When capacitors are connected across a direct current DC supply voltage, their plates charge-up until the voltage value across the capacitor is equal to that of the externally applied voltage. The capacitor will hold this charge indefinitely, acting like a temporary storage device as long as the applied voltage is maintained.
During this charging process, an electric current ( i ) flows into the capacitor which results in its plates beginning to hold an electrostatic charge. This charging process is not instantaneous or linear as the strength of the charging current is at its maximum when the capacitors plates are uncharged, decreasing exponentially over time until the capacitor is fully-charged.
This is because the electrostaic field between the plates opposes any changes to the potential difference across the plates at a rate that is equal to the rate of change of the electrical charge on the plates. The property of a capacitor to store a charge on its plates is called its capacitance, (C).
Thus a capacitors charging current can be defined as: i = CdV/dt. Once the capacitor is “fully-charged” the capacitor blocks the flow of any more electrons onto its plates as they have become saturated. However, if we apply an alternating current or AC supply, the capacitor will alternately charge and discharge at a rate determined by the frequency of the supply. Then the Capacitance in AC circuits varies with frequency as the capacitor is being constantly charged and discharged.

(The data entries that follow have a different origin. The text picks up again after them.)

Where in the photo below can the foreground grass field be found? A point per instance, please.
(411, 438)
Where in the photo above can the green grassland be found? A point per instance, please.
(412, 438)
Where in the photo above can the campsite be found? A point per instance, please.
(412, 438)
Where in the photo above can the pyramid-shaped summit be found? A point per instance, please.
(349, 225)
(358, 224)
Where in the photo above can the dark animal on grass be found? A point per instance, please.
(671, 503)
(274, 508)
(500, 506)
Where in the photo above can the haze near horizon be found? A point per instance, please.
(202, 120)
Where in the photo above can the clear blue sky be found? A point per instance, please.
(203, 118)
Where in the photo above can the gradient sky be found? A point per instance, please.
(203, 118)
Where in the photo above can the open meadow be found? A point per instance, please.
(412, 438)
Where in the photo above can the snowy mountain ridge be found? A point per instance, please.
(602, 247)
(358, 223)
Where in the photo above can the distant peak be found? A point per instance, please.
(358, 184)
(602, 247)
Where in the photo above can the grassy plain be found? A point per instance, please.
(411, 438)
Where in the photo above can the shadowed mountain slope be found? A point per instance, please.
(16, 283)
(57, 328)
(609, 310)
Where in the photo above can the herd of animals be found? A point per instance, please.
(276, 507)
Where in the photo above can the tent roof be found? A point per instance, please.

We know that the flow of electrons onto the plates of a capacitor is directly proportional to the rate of change of the voltage across those plates. Then, we can see that for capacitance in AC circuits they like to pass current when the voltage across its plates is constantly changing with respect to time such as in AC signals.
However, they do not like to pass current when the applied voltage is of a constant steady state value such as in DC signals. Consider the circuit below.
In the purely capacitive circuit above, the capacitor is connected directly across the AC supply voltage. As the supply voltage increases and decreases, the capacitor charges and discharges with respect to this change. We know that the charging current is directly proportional to the rate of change of the voltage across the plates with this rate of change at its greatest as the supply voltage crosses over from its positive half cycle to its negative half cycle or vice versa at points, 0o and 180o along the sine wave.
Consequently, the least voltage rate-of-change occurs when the AC sine wave crosses over at its maximum positive peak ( +VMAX ) and its minimum negative peak, ( -VMAX ). At these two positions within the cycle, the sinusoidal voltage is constant, therefore its rate-of-change is zero, so dv/dt is zero, resulting in zero current change within the capacitor. Thus when dv/dt = 0, the capacitor acts as an open circuit, so i = 0 and this is shown below.
At 0o the rate of change of the supply voltage is increasing in a positive direction resulting in a maximum charging current at that instant in time. As the applied voltage reaches its maximum peak value at 90o for a very brief instant in time the supply voltage is neither increasing or decreasing so there is no current flowing through the circuit.
As the applied voltage begins to decrease to zero at 180o, the slope of the voltage is negative so the capacitor discharges in the negative direction. At the 180o point along the line the rate of change of the voltage is at its maximum again so maximum current flows at that instant and so on.
Then we can say that for capacitors in AC circuits the instantaneous current is at its minimum or zero whenever the applied voltage is at its maximum and likewise the instantaneous value of the current is at its maximum or peak value when the applied voltage is at its minimum or zero.
From the waveform above, we can see that the current is leading the voltage by 1/4 cycle or 90o as shown by the vector diagram. Then we can say that in a purely capacitive circuit the alternating voltage lags the current by 90o.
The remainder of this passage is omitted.